You may not be required to file your U.S. tax return if you only received certain categories of U.S. source income and proper U.S. tax withholding was done.
Form 1120-F (U.S. Income Tax Return of a Foreign Corporation) is intended for foreign (including Canadian) corporations that are engaged in a U.S. trade or business and have income effectively connected with such trade or business. The treaty-based return is filed when a Canadian corporation relies on the applicable Canada-U.S. income tax treaty provisions to be exempt from U.S. tax (for example, Article V, Permanent Establishment).
The United States taxes foreign persons on income effectively connected with one’s U.S. trade or business (taxed at graduated individual income tax rates or a corporate tax rate of 21 percent in case of foreign corporations) or fixed, determinable, annual and periodical (FDAP) income (typically, passive income) (the collection of tax is accomplished by withholding at source – a general 30 percent withholding tax rate applies unless reduced or eliminated by the applicable U.S. income tax treaty). The gain from the disposition of U.S. real property interest is also subject to tax under Foreign Investment in Real Property Tax Act (FIRPTA) provisions.
A Canadian corporation doing business in the United States may not be subject to U.S. tax due to the limited imprint it has in the United States. However, it may be subjec to state income and franchise taxes in a particular state. If your business has U.S. state income or franchise tax filing requirements, your business may be required to still file U.S. federal tax return (protective return) with the IRS because states typically do not accept state income tax returns in the absence of a U.S. federal tax return.

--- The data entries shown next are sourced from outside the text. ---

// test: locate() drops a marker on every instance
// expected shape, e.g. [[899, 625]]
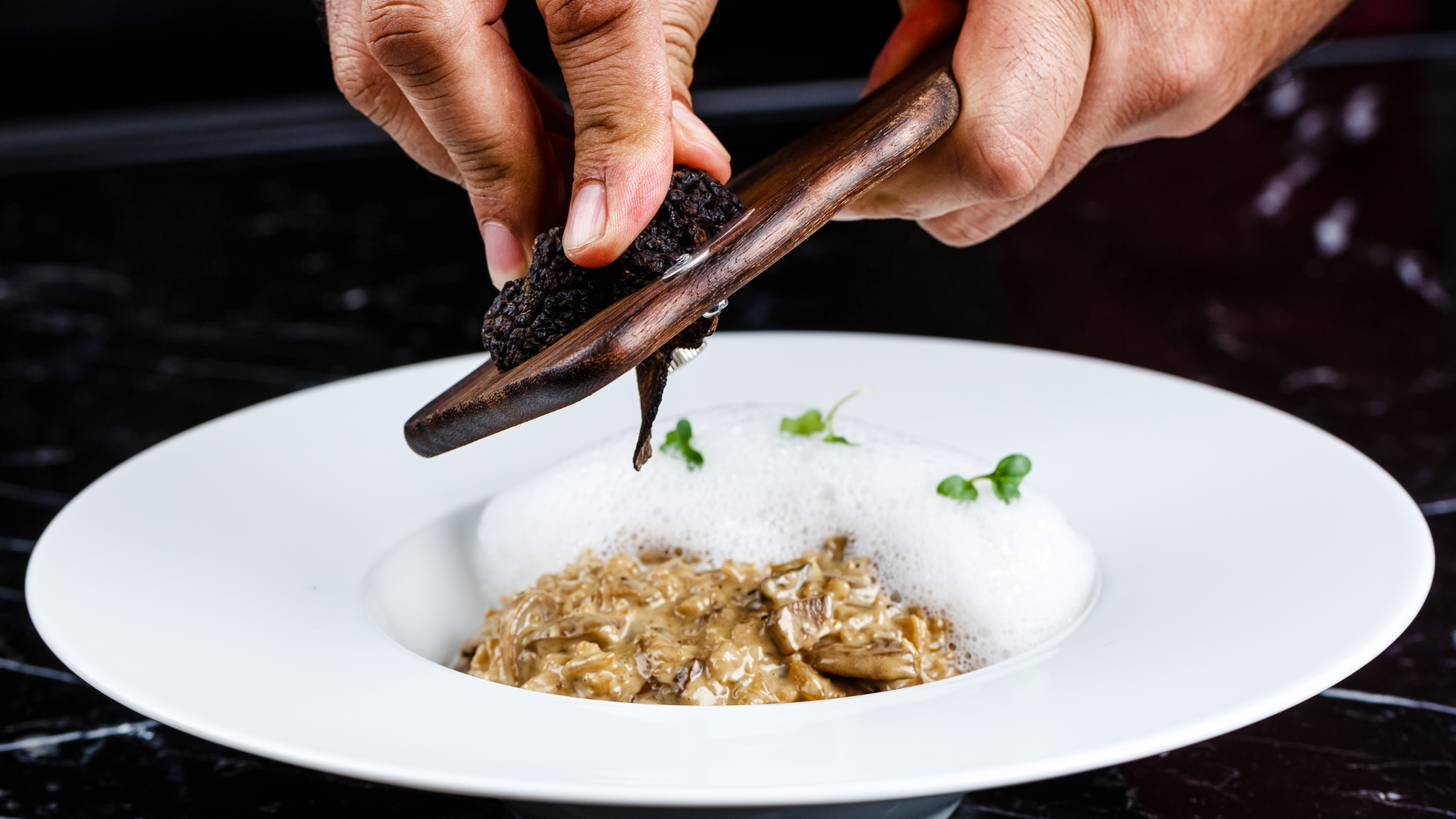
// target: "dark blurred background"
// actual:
[[193, 221]]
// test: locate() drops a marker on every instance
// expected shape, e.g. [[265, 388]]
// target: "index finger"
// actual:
[[612, 55]]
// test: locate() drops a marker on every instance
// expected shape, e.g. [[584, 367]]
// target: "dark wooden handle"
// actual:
[[789, 194]]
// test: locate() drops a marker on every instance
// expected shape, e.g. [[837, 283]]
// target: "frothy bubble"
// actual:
[[1006, 576]]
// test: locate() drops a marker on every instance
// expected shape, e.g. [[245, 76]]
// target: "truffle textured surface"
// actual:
[[558, 297]]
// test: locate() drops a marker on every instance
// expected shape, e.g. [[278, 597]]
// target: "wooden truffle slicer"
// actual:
[[788, 197]]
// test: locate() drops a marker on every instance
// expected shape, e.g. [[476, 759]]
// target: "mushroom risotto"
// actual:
[[655, 630]]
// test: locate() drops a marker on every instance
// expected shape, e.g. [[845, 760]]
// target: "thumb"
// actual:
[[924, 27]]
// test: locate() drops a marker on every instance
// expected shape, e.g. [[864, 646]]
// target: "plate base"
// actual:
[[922, 808]]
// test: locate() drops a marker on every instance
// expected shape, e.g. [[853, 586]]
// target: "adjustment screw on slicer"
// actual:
[[682, 356]]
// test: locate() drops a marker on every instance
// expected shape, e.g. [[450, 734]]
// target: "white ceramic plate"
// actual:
[[286, 580]]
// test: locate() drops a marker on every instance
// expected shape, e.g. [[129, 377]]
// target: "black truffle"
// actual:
[[558, 297]]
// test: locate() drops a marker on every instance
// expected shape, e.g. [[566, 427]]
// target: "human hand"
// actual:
[[441, 79], [1049, 83]]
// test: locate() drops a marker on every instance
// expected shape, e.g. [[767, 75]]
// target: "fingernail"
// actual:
[[588, 218], [503, 254], [696, 129]]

Be mindful of Form 5472 filing requirements. There is a US $25,000 penalty for failure to file Form 5472 or failure to file it on time, when required. You should also carefully evaluate the requirement to file a treaty-based protective return and Form 8833 with the IRS.
Attention, Canadian Corporations! Do You Have a “Permanent Establishment”?
A Canadian corporation may be subject to U.S. tax if it is engaged in a U.S. trade or business and has income effectively connected with that trade or business. The Canada-U.S. income tax treaty may exempt the Canadian corporation from U.S. tax if it is not deemed to have a “U.S. permanent establishment.” Generally, the “U.S. permanent establishment” may be created if the Canadian corporation has an office or a fixed place of business in the United States, has employees or dependent agents with the authority to conclude contracts in the United States on behalf of the Canadian corporation and habitually exercise such authority, or if the Canadian corporation sends Canadian-based employees to work in the United States and certain other conditions are met.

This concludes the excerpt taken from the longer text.